Since suffering three losses in his first seven fights, including two in a row, Albuquerque MMA fighter Aaron Pico has spectacularly righted the ship – ripping off four consecutive victories.
If there was any doubt he’d eventually validate the confidence the MMA promotional giant Bellator placed in him four years ago, signing him at age 20 with no experience in the sport, that doubt has been erased.
Nonetheless, Pico hasn’t forgotten the losses. And he knows how damaging a loss could be on Friday in his scheduled fight against unbeaten Justin Gonzales on a Bellator card in Hollywood, Florida.

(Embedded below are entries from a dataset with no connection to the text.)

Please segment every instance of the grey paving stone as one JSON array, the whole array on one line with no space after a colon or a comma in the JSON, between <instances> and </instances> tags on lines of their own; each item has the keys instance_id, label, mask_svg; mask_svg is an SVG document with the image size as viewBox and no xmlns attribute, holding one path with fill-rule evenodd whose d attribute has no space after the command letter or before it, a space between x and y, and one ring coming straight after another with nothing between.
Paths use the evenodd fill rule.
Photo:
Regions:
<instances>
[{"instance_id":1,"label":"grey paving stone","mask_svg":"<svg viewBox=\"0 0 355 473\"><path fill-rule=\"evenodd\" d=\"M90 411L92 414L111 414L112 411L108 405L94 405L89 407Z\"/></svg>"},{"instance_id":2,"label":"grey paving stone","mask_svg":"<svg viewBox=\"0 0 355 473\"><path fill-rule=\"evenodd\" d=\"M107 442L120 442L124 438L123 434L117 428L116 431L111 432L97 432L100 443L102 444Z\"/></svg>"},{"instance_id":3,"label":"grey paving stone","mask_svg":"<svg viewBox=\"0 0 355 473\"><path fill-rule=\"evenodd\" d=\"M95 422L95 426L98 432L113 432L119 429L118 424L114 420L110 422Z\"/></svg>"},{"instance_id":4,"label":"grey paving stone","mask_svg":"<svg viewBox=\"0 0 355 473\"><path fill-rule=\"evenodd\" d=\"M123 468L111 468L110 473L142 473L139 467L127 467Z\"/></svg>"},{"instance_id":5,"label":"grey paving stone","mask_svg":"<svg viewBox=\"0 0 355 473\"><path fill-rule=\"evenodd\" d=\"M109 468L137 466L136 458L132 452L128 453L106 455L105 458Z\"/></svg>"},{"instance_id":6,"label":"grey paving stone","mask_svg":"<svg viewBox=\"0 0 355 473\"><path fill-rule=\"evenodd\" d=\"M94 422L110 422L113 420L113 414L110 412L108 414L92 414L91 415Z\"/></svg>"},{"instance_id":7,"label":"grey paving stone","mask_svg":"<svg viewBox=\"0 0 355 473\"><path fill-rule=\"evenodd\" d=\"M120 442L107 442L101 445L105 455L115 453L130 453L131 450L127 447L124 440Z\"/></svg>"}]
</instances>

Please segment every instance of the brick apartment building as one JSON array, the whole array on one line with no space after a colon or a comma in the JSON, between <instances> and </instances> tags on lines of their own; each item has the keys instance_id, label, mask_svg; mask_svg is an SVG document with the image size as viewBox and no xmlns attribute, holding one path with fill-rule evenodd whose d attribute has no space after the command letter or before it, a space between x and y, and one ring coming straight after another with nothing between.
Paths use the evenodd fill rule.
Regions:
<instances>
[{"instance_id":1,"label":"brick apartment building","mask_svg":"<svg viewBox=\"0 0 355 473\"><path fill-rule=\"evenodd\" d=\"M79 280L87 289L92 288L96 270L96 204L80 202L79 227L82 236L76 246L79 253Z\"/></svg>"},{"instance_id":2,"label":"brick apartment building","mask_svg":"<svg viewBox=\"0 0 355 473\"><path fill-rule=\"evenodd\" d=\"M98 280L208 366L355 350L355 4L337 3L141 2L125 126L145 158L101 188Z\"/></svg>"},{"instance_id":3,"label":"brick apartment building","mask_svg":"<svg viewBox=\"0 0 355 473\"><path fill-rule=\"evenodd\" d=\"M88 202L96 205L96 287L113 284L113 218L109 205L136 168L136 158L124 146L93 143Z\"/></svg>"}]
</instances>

“I feel this is a huge fight for me and for the team (at Albuquerque’s Jackson-Wink MMA),” said Pico (8-3), ranked sixth among Bellator’s featherweights. Gonzales (12-0) is No. 8.
“Every fight seems to get bigger and bigger, but this is probably the biggest fight of my career so far.”
That said, Pico’s preparation hasn’t varied significantly from that which produced those four consecutive wins. A loss in any of those four could have dropped in him in the rankings or knocked him out of them.
By treating every fight as if it were for the Bellator title, he’s moving closer to fighting for the featherweight belt currently held by Aaron McKie.
Pico was an international wrestling sensation as a Southern California teenager and narrowly missed a berth in the 2016 Olympics at age 19. As such, he’s been a marked man ever since Bellator signed him.
He knows Gonzales will be looking to burnish his own reputation at Pico’s expense on Friday, just as past opponents did.
“Especially with the name I have and with the hype that’s been around my name, I feel the pressure’s always on me,” Pico said. “So I treat every fight the same.”
If there’s a difference now, he said, it’s just the natural progress that flows from his training at Jackson-Wink.
“I think the biggest thing for me is (that) this is gonna be my 12th fight. … I’m starting to get in the swing of things, starting to understand the fight game as best I can.
“I have a lot to learn, obviously, but training camp is just going smooth for me. I try really hard to listen to my coaches, listen to my body and just live the right lifestyle. Like (coach Greg Jackson) says, not too high, not too low. I’m right in the middle.”
Staying on that level plane was a challenge after back-to-back losses to Henry Corrales and Adam Borics over a six-month period in 2019.
“Maybe the hype was too much for him because he was crazy hyped,” Borics said after his victory over Pico by second-round TKO in June 2019. “Maybe he was too young for the pressure.”
Often, when fighters struggle, they’ll switch coaches and/or move their training base. Pico did the opposite, tightening his relationship with Jackson-Wink and buying a home in Albuquerque. He and his wife, Kylie, have a 4-month-old son (Valentino).
Since the Borics fight, he’s reeled off victories over Daniel Carey, Solo Hatley Jr., John De Jesus and Aiden Lee, all by early TKO or submission.
Gonzales, who fights out of Greeley, Colorado, will be fighting on a Bellator card for just the second time after debuting with a split-decision victory over Ty-Wan Clayton in June. He defeated Zach Zane on Dana White’s Tuesday Contender Series in 2019 but was not offered a UFC contract.
“I respect him a lot, I really do,” Pico said. “I think he’s 12-0 for a reason, (also) undefeated as an amateur. Best believe I’m not taking him for granted.
“But I’m bringing the violence, for sure.”
BLENCOWE TOO: Australian featherweight Arlene Blencowe (14-8), Pico’s Jackson-Wink teammate, is matched against Pam Sorenson (9-3) on Friday’s card.